The making a decision part was explained to me by my good friend D. He used an example that he had heard in his AA meetings, "If three frogs are sitting on a log and one of them makes a decision to jump, how many frogs are left on the log?" When he first told me that, I said "Two!".
Well, the answer is three frogs because one only made a decision. So I can be willing to make a decision to turn over my will and life since that is the only one that I have any control over.

In turning over my will, I am accepting help from my HP to help me take care of myself. I am also letting go of all the things that I have tried to control. Through this step, I'm trusting that my HP will facilitate my recovery. I now realize that I can turn to my HP when my life becomes crazy.

The God of my understanding started out for me to be the Al-Anon group itself. I now have focused more on my HP as a spirtual being who gently nurtures me and loves me regardless of my character defects. It is now a trust that I have and a confidence that no matter how bad things are, my HP will see me through.

My sponsor urged me to write down prayers and notes to my HP and put them in a box. I've done that on several occasions. It does help to give up struggling and fretting, and simply let go. I feel closest to my HP when I'm near the water and watch the waves and might of the ocean. Even though there can be confused seas and turbulent times, there is an eternal rhythm to the waves given by the tides. Our lives will also ebb and flood but the HP will be there to keep us in rhythm.

Monday, March 12, 2007

Living one day at a time

I went to a meeting last night where the topic was One Day at a Time. Because I was on the other side of town, I couldn't make my meeting so went to a nearby AA meeting. It was interesting to hear the alcoholics' perspective since I've heard so much about ODAT in Al-Anon.
What I heard about self-pity, fears, and expectations were identical to sharings of Al-Anon without alcohol being in the mix. One person talked about escaping through alcohol because of not wanting to face fears. Once the alcohol was eliminated, then there were other means of escape through daydreaming, sleeping, reading, etc. but the fears were still hidden there beneath the surface. I guess that I'm making progress because the idea of forgiving the past and not worrying about the future seems to be what I'm living at the moment. I'm sure that I also escape by keeping busy and going places where I can meditate and think. I don't feel overcome by fear though or in a state of paralysis because of it.

I think that by living in the day, I'm able to feel much happier and nearly worry free. Listening to the alcoholics talk about their fears made me realize that we have all experienced the same kinds of pain. I just chose not to drink but rather to perfect myself to suit the needs of others. I'm learning not to do that anymore but to spend time doing those things that I need.
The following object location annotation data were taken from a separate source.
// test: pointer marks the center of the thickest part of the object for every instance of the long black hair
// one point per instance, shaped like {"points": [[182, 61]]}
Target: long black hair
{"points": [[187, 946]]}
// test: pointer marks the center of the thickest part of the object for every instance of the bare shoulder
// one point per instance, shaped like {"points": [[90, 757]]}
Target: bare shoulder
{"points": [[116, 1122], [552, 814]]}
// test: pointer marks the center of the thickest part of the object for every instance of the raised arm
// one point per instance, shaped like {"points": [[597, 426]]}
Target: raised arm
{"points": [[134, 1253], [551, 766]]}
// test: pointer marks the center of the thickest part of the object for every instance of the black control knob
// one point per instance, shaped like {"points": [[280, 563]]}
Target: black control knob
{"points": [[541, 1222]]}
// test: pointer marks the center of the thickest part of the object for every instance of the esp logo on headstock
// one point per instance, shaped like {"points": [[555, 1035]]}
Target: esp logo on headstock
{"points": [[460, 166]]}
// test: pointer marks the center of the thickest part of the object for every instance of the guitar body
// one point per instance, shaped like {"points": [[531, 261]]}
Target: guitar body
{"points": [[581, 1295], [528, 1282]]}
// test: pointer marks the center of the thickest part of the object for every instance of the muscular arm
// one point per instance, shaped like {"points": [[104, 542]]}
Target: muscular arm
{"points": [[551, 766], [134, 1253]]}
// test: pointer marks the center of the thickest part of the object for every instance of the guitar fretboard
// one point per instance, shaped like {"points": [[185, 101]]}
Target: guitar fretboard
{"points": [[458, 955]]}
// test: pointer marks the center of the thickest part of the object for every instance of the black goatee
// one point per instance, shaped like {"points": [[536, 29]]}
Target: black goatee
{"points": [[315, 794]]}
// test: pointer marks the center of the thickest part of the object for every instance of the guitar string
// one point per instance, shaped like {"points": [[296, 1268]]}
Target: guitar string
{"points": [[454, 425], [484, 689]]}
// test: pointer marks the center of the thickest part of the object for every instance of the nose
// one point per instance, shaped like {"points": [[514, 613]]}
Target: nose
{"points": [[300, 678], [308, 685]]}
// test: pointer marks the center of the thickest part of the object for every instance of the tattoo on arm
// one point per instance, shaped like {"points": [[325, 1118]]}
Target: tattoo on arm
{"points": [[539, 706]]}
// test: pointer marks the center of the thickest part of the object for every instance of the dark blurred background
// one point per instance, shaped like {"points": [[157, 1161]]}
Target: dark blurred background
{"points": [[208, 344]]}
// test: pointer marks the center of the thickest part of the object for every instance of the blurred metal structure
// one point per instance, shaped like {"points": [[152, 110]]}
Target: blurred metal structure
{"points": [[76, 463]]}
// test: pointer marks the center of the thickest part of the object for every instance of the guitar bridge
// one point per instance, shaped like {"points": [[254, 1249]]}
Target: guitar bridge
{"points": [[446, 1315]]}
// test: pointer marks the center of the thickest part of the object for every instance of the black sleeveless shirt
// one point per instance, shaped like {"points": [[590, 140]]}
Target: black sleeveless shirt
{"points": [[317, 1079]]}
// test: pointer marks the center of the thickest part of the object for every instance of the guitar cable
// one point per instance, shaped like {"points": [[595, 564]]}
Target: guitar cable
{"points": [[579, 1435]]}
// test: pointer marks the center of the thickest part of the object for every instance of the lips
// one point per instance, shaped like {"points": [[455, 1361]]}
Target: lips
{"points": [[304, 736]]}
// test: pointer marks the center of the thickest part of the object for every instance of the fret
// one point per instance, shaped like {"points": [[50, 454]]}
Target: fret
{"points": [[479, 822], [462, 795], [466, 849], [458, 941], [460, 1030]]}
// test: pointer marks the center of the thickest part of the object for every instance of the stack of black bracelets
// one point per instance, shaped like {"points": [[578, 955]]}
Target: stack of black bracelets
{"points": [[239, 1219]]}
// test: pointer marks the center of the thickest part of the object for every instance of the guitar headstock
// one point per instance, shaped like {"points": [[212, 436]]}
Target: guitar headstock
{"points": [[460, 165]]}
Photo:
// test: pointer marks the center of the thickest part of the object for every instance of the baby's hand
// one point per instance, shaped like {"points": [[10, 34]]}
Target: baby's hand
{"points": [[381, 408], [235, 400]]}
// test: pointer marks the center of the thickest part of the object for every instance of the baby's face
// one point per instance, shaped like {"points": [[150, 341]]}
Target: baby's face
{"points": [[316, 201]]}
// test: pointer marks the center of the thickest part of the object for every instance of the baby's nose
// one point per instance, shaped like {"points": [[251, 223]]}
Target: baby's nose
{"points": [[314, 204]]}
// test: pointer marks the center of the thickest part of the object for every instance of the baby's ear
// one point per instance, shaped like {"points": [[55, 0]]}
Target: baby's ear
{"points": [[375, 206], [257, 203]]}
This recovery process can have some profound effects on those around you though. My alcoholic spouse is still sober but not being very active in attending meetings or working the steps. I get a lot of guilt tossed my way because I choose to work my program, go to a lot of meetings, and take time for myself. The "dry drunk" behavior is one that is loaded with anger and fear. After talks with my sponsor, I'm learning to detach and not buy into the alcoholic's thinking.

Sunday, March 11, 2007

Anniversary of father's death

Today is the anniversary of my father's death. He died in 1985 at age 76 from cardiac failure largely due to emphysema. He was an old fashioned gentleman who loved being on the water. He taught me how to fish at an early age and to steer the boat and understand the channel markers. He always had a good job and worked every day for a large shipbuilding company that had a lot of defense contracts. For some reason though, on the weekends, he would go to a local bar and grill and have a few beers. One of those evenings resulted in his having a car accident in which he broke his shoulder. I remember that night well and it was one filled with fear for me. I can remember the sheriff coming to the door, my father coming in, and the doctor being summoned. Because my family was well known, there weren't any legal consequences. He had been driving his car too fast and it got away from him. His shoulder was broken and always had a different look to it for the rest of his life. I remember the smell of beer on him.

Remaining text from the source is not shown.